Overall, when looking at each area, the FCA will clearly be taking account of, and
allowing in models, the presence of consumer bias. This combination of insight from
using principles of behavioural economics together with the use of more traditional
competition and market failure analysis tools should allow them to look for the best way
to intervene in a market. That’s the theory. This then impacts how they set their future
policy, how they examine particular business models, behaviour and products and how
they combine evidence and take enforcement action forward. This has an immediate
knock on effect in deciding the future shape of the FCA and how those it regulates
communicate with their customers.
But much wider than that, and as the Occasional Paper puts forward, it’s also claimed
that behavioural economics should help work out and assess what is meant by ‘an
appropriate degree of consumer protection’ as this is the hot debate to-be-had. At the
same time, its use may (possibly) help assess what level of personal responsibility
consumers should be asked to bear themselves, so if things do go wrong, they only have
themselves to blame. Also, behavioural economics ought not to be providing a free
licence for regulators to intervene in markets to try and address every type of consumer
error. If consumers are not learning from mistakes to a degree, this loss of personal
freedom could be a bad outcome for all of us. Who is to judge if the economists are
always right?
What clearly has been needed all along are clear and better tools to analyse and assess
issues and then having done so, for them to give regulators some options to intervene in a
market in a focussed and less restrictive way, such as by using nudges. The fact that they
can also be more cost effective than approaches used in the past and maybe quicker to
implement than passing more laws should mean that market outcomes are improved more
quickly and effectively. The reality is that, if a regulator better understands how
consumers reach their decisions in the first place and how competing firms respond to
that, then this ought to mean the chances of implementing remedies that just don’t work
or that make things ultimately worse are avoided. At the same time, any unintended or
unforeseen knock-on consequences (or water bed effects) for consumers or markets as a
whole should be reduced. It will certainly be interesting to see how this area develops.

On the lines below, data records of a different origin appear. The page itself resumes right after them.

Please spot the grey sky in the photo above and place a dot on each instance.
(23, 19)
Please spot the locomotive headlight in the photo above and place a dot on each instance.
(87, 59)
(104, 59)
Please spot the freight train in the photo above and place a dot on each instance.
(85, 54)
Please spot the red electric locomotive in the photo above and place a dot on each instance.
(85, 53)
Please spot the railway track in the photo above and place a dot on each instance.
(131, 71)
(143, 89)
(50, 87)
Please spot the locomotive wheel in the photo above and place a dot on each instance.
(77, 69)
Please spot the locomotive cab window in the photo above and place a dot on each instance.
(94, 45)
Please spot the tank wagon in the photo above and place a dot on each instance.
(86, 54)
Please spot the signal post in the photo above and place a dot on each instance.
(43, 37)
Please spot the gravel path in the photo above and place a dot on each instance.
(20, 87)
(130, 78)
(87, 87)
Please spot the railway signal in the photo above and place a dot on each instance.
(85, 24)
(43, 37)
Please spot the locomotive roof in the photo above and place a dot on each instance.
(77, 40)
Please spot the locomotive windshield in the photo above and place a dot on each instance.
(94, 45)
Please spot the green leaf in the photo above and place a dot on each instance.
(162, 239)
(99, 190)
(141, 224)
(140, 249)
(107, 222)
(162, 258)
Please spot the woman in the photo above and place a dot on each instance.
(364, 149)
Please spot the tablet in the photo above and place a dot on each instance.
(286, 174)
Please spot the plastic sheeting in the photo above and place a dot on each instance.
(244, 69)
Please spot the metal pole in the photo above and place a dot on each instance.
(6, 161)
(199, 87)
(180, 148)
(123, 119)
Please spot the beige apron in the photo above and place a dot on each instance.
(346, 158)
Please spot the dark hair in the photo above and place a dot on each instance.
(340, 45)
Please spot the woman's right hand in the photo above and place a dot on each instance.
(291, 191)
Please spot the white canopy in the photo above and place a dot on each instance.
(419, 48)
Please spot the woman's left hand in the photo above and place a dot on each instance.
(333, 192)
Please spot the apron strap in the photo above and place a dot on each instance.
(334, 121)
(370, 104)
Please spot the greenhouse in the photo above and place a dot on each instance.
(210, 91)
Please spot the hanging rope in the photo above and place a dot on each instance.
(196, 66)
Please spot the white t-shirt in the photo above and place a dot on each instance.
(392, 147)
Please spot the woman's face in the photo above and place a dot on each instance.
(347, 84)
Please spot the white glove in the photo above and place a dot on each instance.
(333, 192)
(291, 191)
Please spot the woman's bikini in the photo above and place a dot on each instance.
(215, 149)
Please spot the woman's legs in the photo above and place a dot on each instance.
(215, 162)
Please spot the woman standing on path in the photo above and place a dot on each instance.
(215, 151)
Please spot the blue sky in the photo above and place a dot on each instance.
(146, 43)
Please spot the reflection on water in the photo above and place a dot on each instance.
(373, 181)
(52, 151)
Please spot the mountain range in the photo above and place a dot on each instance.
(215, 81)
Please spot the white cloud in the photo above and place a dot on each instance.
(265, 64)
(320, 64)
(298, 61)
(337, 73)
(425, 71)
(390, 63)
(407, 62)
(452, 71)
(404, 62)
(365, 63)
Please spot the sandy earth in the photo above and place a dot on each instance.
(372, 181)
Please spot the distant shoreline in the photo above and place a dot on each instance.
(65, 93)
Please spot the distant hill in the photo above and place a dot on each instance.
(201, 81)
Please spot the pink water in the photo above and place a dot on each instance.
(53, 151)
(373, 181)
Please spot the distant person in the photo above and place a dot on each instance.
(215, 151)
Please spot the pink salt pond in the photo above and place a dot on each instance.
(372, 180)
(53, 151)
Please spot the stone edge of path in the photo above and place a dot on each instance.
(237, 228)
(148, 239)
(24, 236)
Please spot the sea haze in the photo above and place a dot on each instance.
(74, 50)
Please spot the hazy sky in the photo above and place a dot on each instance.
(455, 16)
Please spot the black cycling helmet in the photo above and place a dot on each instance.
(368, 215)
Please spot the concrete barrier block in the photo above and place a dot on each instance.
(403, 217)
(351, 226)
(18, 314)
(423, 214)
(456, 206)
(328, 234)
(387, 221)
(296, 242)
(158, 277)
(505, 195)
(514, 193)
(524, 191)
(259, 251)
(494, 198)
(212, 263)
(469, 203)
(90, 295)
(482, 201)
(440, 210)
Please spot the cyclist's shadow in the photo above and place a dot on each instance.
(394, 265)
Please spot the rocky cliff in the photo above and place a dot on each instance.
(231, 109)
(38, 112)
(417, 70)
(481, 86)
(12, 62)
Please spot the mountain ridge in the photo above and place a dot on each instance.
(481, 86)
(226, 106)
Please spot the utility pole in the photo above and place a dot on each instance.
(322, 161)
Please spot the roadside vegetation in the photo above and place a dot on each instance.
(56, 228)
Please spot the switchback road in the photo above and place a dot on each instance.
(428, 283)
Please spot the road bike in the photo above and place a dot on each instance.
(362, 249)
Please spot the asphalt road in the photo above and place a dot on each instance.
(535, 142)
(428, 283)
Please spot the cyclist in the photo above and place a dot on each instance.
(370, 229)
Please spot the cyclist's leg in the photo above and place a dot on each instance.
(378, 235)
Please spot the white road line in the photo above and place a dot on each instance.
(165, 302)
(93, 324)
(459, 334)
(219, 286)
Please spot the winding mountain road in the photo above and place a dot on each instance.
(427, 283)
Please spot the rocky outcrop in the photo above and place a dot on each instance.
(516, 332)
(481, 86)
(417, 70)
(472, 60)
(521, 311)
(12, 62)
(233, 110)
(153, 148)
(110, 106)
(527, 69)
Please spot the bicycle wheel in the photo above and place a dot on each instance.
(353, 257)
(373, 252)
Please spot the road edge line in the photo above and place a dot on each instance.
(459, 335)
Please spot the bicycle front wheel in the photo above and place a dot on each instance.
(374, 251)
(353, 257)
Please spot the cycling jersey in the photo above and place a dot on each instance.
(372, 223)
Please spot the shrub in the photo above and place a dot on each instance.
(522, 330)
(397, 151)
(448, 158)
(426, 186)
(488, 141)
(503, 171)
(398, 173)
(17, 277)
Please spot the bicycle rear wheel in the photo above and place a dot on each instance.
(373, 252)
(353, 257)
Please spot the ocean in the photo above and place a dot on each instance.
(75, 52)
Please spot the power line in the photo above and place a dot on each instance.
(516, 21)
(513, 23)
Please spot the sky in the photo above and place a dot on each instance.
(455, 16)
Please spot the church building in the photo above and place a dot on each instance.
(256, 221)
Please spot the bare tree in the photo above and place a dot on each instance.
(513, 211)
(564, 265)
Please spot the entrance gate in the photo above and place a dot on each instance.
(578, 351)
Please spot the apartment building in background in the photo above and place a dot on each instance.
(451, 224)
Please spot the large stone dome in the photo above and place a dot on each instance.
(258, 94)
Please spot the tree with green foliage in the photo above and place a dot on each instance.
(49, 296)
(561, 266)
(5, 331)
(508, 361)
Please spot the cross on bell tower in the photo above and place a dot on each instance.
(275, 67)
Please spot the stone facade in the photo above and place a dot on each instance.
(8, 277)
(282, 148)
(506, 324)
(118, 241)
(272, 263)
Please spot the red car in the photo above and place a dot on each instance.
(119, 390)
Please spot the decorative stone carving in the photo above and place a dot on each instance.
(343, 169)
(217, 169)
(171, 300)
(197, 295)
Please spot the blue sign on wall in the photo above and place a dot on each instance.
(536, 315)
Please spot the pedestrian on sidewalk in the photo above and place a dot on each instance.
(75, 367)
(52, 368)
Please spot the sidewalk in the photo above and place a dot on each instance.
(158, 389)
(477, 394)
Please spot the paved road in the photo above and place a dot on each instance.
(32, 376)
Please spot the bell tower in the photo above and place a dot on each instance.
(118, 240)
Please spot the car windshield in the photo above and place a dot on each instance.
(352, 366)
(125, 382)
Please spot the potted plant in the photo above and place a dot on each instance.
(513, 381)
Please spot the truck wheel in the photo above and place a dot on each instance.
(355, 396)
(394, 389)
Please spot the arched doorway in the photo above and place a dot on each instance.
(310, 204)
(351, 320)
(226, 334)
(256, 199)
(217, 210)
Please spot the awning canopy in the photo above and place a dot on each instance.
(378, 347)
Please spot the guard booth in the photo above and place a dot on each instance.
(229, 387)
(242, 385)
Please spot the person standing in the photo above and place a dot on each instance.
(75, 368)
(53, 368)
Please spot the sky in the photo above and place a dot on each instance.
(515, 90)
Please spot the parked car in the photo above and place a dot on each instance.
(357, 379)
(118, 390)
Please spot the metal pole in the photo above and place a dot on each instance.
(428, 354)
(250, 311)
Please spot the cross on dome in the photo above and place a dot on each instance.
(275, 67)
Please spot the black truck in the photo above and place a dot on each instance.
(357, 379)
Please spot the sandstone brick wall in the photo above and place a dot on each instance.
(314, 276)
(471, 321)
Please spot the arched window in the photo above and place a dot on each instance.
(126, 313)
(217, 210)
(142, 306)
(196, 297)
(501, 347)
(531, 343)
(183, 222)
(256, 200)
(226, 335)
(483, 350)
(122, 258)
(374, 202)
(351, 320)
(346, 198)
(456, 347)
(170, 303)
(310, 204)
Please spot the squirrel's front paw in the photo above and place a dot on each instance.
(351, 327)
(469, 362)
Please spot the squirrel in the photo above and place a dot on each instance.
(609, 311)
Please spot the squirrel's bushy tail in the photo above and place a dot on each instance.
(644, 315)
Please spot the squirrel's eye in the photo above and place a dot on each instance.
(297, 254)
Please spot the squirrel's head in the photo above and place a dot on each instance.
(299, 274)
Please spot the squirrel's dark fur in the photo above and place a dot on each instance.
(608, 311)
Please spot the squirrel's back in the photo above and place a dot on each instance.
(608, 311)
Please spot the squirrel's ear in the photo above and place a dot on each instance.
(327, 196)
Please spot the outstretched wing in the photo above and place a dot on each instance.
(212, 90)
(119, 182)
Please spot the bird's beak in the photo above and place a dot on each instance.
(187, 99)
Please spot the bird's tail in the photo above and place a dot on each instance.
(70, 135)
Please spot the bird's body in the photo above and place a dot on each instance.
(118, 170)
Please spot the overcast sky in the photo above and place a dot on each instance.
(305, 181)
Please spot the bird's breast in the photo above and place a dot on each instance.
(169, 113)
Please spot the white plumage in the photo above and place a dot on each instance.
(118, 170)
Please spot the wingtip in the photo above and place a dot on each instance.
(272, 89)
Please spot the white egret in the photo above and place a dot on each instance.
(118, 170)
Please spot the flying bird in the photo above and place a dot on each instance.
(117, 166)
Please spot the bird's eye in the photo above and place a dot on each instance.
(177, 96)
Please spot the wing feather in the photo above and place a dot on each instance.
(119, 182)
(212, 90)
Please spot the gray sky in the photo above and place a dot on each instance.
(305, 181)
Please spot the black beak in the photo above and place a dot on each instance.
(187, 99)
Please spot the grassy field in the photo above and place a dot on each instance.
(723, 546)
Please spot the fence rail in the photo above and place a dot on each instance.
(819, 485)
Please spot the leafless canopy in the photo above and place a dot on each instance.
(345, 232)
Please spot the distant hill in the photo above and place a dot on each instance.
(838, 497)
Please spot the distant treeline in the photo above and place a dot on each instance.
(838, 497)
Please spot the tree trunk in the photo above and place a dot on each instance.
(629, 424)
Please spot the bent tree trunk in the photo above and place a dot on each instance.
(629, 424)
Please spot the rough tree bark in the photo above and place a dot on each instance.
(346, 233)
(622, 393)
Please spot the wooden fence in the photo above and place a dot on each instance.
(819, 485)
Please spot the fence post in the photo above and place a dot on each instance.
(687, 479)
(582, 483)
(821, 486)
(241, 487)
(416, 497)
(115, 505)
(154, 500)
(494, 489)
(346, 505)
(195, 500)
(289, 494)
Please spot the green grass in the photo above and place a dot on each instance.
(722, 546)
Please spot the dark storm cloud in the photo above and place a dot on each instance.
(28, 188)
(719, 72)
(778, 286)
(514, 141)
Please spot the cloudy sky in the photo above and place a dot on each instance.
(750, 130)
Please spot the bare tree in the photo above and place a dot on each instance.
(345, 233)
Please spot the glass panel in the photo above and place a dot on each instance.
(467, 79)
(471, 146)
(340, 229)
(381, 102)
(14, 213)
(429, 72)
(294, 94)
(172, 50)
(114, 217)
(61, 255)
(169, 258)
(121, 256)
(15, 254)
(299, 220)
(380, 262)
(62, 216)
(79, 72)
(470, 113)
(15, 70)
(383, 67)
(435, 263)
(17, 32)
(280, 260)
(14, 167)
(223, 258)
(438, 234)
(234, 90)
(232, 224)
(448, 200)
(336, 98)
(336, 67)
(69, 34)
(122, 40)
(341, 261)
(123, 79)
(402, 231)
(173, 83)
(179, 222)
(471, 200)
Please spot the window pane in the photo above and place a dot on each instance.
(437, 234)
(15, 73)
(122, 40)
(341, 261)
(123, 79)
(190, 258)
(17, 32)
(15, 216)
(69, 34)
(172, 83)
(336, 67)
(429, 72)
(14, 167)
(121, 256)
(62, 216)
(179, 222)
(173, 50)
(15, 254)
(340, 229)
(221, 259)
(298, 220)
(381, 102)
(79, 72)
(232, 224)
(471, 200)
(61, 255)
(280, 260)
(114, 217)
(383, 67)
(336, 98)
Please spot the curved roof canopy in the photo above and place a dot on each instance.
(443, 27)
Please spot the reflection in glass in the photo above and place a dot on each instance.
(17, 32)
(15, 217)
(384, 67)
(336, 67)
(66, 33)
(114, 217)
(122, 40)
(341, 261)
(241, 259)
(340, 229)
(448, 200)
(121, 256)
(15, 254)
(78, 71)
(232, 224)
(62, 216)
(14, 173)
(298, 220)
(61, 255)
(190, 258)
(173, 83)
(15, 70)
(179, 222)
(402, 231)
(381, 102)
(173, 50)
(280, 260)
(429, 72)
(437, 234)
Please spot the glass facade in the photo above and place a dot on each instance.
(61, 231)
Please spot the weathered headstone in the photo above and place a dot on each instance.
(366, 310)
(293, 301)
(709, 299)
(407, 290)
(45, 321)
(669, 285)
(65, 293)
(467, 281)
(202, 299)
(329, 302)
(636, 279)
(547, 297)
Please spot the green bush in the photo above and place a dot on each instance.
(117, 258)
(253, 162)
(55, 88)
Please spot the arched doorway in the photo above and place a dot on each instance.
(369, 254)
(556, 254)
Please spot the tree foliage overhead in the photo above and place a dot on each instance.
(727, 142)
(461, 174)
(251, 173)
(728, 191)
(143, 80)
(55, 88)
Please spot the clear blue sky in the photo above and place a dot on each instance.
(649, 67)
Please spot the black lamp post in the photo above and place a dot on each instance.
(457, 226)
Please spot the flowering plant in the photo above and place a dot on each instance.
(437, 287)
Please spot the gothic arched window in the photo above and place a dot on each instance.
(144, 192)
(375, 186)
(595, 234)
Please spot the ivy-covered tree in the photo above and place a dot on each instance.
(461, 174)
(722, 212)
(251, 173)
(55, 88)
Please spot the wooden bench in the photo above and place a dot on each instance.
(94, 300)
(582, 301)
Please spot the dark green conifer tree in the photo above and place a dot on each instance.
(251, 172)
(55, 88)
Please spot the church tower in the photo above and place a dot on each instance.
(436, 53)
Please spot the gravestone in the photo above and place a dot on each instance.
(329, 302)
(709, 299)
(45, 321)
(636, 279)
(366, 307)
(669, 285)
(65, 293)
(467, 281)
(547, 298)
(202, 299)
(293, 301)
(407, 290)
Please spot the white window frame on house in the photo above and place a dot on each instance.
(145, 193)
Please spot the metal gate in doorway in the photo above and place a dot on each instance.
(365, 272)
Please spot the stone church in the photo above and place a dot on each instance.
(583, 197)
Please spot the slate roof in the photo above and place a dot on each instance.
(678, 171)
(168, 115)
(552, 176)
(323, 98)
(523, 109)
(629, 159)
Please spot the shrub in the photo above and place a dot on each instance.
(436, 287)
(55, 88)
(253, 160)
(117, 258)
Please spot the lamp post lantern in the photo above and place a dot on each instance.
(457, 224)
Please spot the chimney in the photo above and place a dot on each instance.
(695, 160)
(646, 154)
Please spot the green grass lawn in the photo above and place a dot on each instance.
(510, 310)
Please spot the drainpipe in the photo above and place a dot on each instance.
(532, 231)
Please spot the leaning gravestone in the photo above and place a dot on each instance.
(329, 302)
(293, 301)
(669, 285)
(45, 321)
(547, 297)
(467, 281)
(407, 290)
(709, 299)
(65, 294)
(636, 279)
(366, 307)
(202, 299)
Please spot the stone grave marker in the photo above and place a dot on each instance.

The other point to make is that there is clear “read across” from some of these
developments to other markets and other industries. What makes good sense by looking
at human inbuilt irrationality before considering how best to design how goods are sold
or services delivered, whether its healthcare, housing or the domestic supply of internet
services or energy, means the approach to competition regulation that the FCA are
12 Lee Callaghan
looking at should be equally applicable in and to other markets. If consumers are
naturally biased, they will use instinct, gut feel and will guess in other areas of their
buying decision making. Behavioural economics could offer an opportunity to other
regulators, whether they have a competition remit or not, to better assess how consumers
might be predictably mistaken in making those decisions and so how they might design
nudges and other less interventionist but more focused remedies to address that
imbalance. But the way it’s then used and implemented needs to be carefully considered
by regulators as behavioural economics remains a controversial area and can easily be
misused.
***
Lee Callaghan is the General Counsel at Aviva plc for their international markets in both
Europe and Asia. He has over 25 years of legal experience in industry, having been called
to the Bar in England and has worked in the UK motor industry, chemical industry and,
for the last 13 years, at Aviva. He is the Aviva plc Group Competition Law General
Counsel. He also serves on the Editorial Board of the IICJ.
Aviva is the UK’s largest insurer and a top 10 global insurer that operates in general, life,
healthcare and asset management markets worldwide.